Motu (Class XI, 2018-19) explains why he joined Path 1.
To answer that, let me go back to June 2016, when I spent quite a few evenings with Sir, working on designing the five pre-primary apps that our school made.
It was a great time. We discussed, debated and felt intellectually challenged. Whenever we hit a roadblock, Sir was always ready with a solution. We took just an evening each to design each of these apps. We then got them coded, and very soon we could see the fruits of our work inside the baby classrooms. It felt very satisfying that we identified a problem, quickly designed a technological solution, and very soon our product is being used on a daily basis.
I read in many articles (particularly in Philosopher’s mail) that it is very difficult in the modern world to see the connection between what you do in your office, and the final product that your company produces. That seemed scary. In future, I wanted to do something that has a more direct impact.

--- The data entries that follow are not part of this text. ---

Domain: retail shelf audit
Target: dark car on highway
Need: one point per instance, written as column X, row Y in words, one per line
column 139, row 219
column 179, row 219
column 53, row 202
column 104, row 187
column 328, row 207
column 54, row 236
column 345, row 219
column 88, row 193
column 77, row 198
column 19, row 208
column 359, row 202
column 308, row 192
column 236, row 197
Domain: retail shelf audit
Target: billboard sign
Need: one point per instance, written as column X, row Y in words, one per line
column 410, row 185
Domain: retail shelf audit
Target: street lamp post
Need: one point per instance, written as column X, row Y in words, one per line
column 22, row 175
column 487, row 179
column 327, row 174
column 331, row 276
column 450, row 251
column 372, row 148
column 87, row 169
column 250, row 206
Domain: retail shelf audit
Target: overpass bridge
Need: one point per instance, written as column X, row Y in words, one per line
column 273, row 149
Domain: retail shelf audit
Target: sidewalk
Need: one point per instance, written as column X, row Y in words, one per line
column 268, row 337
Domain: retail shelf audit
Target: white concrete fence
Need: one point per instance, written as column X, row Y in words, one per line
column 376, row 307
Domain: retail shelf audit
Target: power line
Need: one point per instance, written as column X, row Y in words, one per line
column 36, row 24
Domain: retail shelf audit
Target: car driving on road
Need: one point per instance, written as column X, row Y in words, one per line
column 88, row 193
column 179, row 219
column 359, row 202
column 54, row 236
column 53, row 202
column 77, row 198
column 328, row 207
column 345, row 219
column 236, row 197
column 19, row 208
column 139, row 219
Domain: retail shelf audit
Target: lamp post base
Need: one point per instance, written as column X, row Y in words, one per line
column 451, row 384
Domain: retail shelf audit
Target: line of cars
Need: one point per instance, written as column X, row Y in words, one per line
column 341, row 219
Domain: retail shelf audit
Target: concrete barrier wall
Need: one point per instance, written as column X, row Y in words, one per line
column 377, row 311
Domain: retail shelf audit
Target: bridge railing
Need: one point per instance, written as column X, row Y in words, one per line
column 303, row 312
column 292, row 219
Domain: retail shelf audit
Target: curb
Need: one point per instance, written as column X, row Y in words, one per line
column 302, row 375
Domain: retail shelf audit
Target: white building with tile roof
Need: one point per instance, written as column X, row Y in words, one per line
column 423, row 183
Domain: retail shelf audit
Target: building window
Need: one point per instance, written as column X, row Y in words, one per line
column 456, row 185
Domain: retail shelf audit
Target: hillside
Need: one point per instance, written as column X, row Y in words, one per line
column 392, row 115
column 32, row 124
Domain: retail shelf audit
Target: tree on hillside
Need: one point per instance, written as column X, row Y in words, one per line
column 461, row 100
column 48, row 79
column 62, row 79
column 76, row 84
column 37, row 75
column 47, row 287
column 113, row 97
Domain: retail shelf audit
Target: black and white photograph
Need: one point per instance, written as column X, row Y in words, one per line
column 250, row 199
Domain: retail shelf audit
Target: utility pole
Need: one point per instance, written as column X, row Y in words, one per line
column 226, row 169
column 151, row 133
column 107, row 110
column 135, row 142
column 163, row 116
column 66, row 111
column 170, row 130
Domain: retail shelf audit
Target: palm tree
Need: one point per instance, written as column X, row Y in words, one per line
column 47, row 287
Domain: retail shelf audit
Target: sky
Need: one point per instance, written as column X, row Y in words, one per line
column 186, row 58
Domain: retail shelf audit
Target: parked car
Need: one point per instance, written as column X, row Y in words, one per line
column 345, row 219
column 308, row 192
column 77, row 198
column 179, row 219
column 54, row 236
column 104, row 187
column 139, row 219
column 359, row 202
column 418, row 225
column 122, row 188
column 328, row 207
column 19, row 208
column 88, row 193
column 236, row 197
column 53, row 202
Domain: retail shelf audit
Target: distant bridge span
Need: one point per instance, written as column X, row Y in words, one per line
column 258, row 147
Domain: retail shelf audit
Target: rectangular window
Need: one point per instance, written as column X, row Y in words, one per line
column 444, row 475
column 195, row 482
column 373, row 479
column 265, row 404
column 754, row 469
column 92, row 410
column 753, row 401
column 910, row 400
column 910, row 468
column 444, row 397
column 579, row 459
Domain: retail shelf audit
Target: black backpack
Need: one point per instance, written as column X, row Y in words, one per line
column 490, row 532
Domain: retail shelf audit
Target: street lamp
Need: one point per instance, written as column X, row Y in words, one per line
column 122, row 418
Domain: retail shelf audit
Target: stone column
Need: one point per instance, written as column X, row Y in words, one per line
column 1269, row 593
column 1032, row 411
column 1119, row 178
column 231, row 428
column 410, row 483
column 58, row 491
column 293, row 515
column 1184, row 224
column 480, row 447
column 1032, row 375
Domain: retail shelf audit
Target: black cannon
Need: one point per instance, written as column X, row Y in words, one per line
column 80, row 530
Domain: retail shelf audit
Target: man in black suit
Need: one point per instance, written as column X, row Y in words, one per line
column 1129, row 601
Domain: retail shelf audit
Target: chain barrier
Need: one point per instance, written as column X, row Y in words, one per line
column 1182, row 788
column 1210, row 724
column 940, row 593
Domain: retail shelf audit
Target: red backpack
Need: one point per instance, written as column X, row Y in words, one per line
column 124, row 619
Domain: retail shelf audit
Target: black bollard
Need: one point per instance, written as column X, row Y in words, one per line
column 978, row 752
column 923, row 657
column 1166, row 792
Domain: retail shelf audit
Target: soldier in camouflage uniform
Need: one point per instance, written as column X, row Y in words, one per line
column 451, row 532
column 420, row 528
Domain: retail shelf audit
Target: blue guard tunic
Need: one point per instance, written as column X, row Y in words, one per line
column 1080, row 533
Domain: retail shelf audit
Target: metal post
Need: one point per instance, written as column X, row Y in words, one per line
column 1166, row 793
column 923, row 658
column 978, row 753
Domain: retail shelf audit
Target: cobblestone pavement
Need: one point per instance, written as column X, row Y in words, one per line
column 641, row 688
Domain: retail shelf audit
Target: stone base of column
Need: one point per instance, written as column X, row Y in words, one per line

In our school, I have always been involved in various kinds of work. I helped out during the contest week and sports days. I talked to the parents to explain our school’s apps. I fixed many technological issues in the computer lab. I worked on and tested many of the apps that the school produced. I loved working on all of those, because I could see how they are immediately useful. I wanted to continue to do work that’s relevant and useful.
Our school taught us a lot of relevant and useful stuff. We learnt to speak well. From an early age, we learnt to navigate internet and use MS Office. We learnt a lot from the movies shown in the school. We learnt from books like Sapiens. We learnt to concisely write while using Twitter. Every activity in the school helped us grow and mature.
However, of late, after reaching class IX, I felt it was not the same as before. We had to study ‘subjects’ which are not immediately relevant. Even history, one of my most loved subjects, became one of the hated due to the invasion of textbooks. In our school, economics was about explaining real-life issues, but in the board exam we are asked to define ‘unemployment’ or ‘GDP’.
Please do not misunderstand — even those boring, irrelevant stuff was taught very well by Sir. He made those as interesting as possible. He even tried to give inventive reasons why we must learn those: ‘Real life is boring, so these textbooks are a preparation for that’, or ‘Learning this obscure math will sharpen your mind and improve your focus, which is useful for other activities.’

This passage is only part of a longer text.